Except that it's not. 

I used to see adult participation trophies on a daily basis. Did you get dressed this morning and do you own a mirror and/or do you ride in a car? Do you have a latte with pretty swirls? Oh, did you cook dinner today, or can you afford to go out for a treat?  Do you have an opinion about something, founded or unfounded? Do you agree with something someone has said that may be controversial? Do you have legs and feet?  Well, you deserve to be on the front page of a newspaper with a circulation including your friends and their friends. A circulation you more or less choose, and can shape to reinforce you for performing everyday acts of mediocrity, beginning with being self-obsessed. And you deserve to know that people like what you're putting out there. You're entitled to that attention, at whatever cost. It's adult interaction. 

I am a parent. I was a stay at home mom to two toddlers for a year, and I wasn't very good at it. (Luckily, they still love me.) You know what I observed about my attachment to my smartphone?  

It did not relieve stress. It did not help me stay connected with grown-ups. The real connections I have know where to find me outside of the Facebook. 
That is just me and if you tell me that your smartphone use does help you de-stress or stay connected, it is possible that you may be using yours better than I used mine.  I still completely and wholly believe that if you are worried about participation trophies and you are actively participating in social media, you might be looking for an easy way out. You may have accepted a scapegoat because it is far easier than examining your need for constant reinforcement. The trophies are already gone and you had no part in it. The boomers did that to us, the buncha dumbasses. 

Is it a problem? That's for you to decide. I think at this point, some of us might agree that participation trophies may not be the issue. It may not be Facebook, either. It could be some need you as a parent feel to break the bank at Christmas. Or something. There are just a lot more likely causes than rewarding kids for trying. 

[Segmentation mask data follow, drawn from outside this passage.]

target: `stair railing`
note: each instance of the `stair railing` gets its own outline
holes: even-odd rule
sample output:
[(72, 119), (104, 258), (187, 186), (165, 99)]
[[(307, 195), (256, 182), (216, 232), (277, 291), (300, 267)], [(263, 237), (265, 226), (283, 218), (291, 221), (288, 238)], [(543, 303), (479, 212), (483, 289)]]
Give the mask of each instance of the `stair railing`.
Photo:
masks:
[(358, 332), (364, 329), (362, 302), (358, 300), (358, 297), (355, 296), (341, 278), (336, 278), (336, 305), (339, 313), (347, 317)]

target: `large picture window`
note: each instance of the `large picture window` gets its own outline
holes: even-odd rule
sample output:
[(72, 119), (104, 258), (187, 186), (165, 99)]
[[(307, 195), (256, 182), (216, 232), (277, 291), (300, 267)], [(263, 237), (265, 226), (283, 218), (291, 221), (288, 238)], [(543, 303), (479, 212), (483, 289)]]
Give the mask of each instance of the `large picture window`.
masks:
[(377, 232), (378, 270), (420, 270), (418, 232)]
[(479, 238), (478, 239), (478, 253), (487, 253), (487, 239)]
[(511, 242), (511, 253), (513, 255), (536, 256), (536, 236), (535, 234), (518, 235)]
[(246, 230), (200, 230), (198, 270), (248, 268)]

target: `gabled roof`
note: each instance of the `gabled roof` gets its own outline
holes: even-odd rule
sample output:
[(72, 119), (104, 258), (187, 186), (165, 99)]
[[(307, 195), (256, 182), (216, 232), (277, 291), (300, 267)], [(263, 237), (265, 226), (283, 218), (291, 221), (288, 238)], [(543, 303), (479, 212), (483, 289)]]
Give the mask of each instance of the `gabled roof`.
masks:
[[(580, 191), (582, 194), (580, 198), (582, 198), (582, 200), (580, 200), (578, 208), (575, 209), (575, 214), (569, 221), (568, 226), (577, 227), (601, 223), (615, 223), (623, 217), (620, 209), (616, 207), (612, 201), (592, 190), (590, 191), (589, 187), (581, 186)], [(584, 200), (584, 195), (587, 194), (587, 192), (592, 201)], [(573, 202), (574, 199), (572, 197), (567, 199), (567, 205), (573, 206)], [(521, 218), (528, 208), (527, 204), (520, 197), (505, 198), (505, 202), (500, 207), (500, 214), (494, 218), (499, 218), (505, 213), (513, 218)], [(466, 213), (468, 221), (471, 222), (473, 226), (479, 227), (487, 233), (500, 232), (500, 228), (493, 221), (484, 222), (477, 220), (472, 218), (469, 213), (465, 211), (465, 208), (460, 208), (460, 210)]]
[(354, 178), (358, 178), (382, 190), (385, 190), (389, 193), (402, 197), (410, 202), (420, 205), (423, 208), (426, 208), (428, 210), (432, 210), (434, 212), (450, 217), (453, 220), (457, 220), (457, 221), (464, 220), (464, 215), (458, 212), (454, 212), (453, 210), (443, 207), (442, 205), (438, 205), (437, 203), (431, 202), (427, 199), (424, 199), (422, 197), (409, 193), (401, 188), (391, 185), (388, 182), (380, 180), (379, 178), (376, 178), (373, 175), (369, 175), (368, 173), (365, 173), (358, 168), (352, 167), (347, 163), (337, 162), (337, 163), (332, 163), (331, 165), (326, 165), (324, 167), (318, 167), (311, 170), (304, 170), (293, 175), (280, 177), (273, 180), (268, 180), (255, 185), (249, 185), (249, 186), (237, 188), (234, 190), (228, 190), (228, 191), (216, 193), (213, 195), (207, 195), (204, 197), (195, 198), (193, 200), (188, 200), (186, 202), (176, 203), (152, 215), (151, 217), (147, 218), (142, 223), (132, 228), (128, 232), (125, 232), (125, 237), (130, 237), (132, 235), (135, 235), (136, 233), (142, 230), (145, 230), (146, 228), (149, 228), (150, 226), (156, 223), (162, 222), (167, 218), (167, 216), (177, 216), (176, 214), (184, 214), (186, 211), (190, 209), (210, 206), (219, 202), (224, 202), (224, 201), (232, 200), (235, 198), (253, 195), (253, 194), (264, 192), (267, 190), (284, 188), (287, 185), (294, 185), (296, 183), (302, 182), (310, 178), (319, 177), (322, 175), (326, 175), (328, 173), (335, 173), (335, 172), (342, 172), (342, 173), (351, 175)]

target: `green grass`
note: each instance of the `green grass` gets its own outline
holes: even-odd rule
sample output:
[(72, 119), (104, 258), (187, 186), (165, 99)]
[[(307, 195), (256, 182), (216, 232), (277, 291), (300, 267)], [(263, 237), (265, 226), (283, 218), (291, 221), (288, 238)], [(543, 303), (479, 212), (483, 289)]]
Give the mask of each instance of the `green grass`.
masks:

Let's go back to the fact that our families still love us. This makes me think about the parable of the prodigal son. So, the responsible son worked every day of his life for his father. His brother, on the other hand, took his inheritance and left to enjoy everything he could find to enjoy. So, dude comes back, and now their dad is throwing the irresponsible son a party.  Not the one who works hard every day of his life. Not the one who has stood by his father thick and thin. Nope.  

So forgive the colloquialism, but I just can't see this conversation playing out any other way. The responsible son says, "WTF, dad?"

And does his father say, "you know, son, you're right.  I shouldn't be celebrating this failure of a son, this person who abandoned us?"  

You know, he didn't. 

He said, "come on and enjoy this party. Have a glass of wine. Here's some fatted calf.  You're going to get your reward. But come celebrate your brother's return with us."

Mom-bloggers like to tell me that we all feel like failures as parents sometimes. I guess it may be true. But I still feel like I may be a pretty mediocre mom. I don't craft. I tried to home preschool my son, and failed so miserably that I couldn't even get up and try again. I gave up on being a stay at home mom. I said I wouldn't spank; I do. I said I wouldn't scream; I do. I try my best, but that is so, so often not enough. I break my own heart almost daily. 

Love is not a trophy. But damn if I'm not thankful for the grace that means that I don't have to be the best to be worthwhile. The rewards I get for doing my best, even when it's not the best, inspire me to try harder. If I could use that, how much more could a child?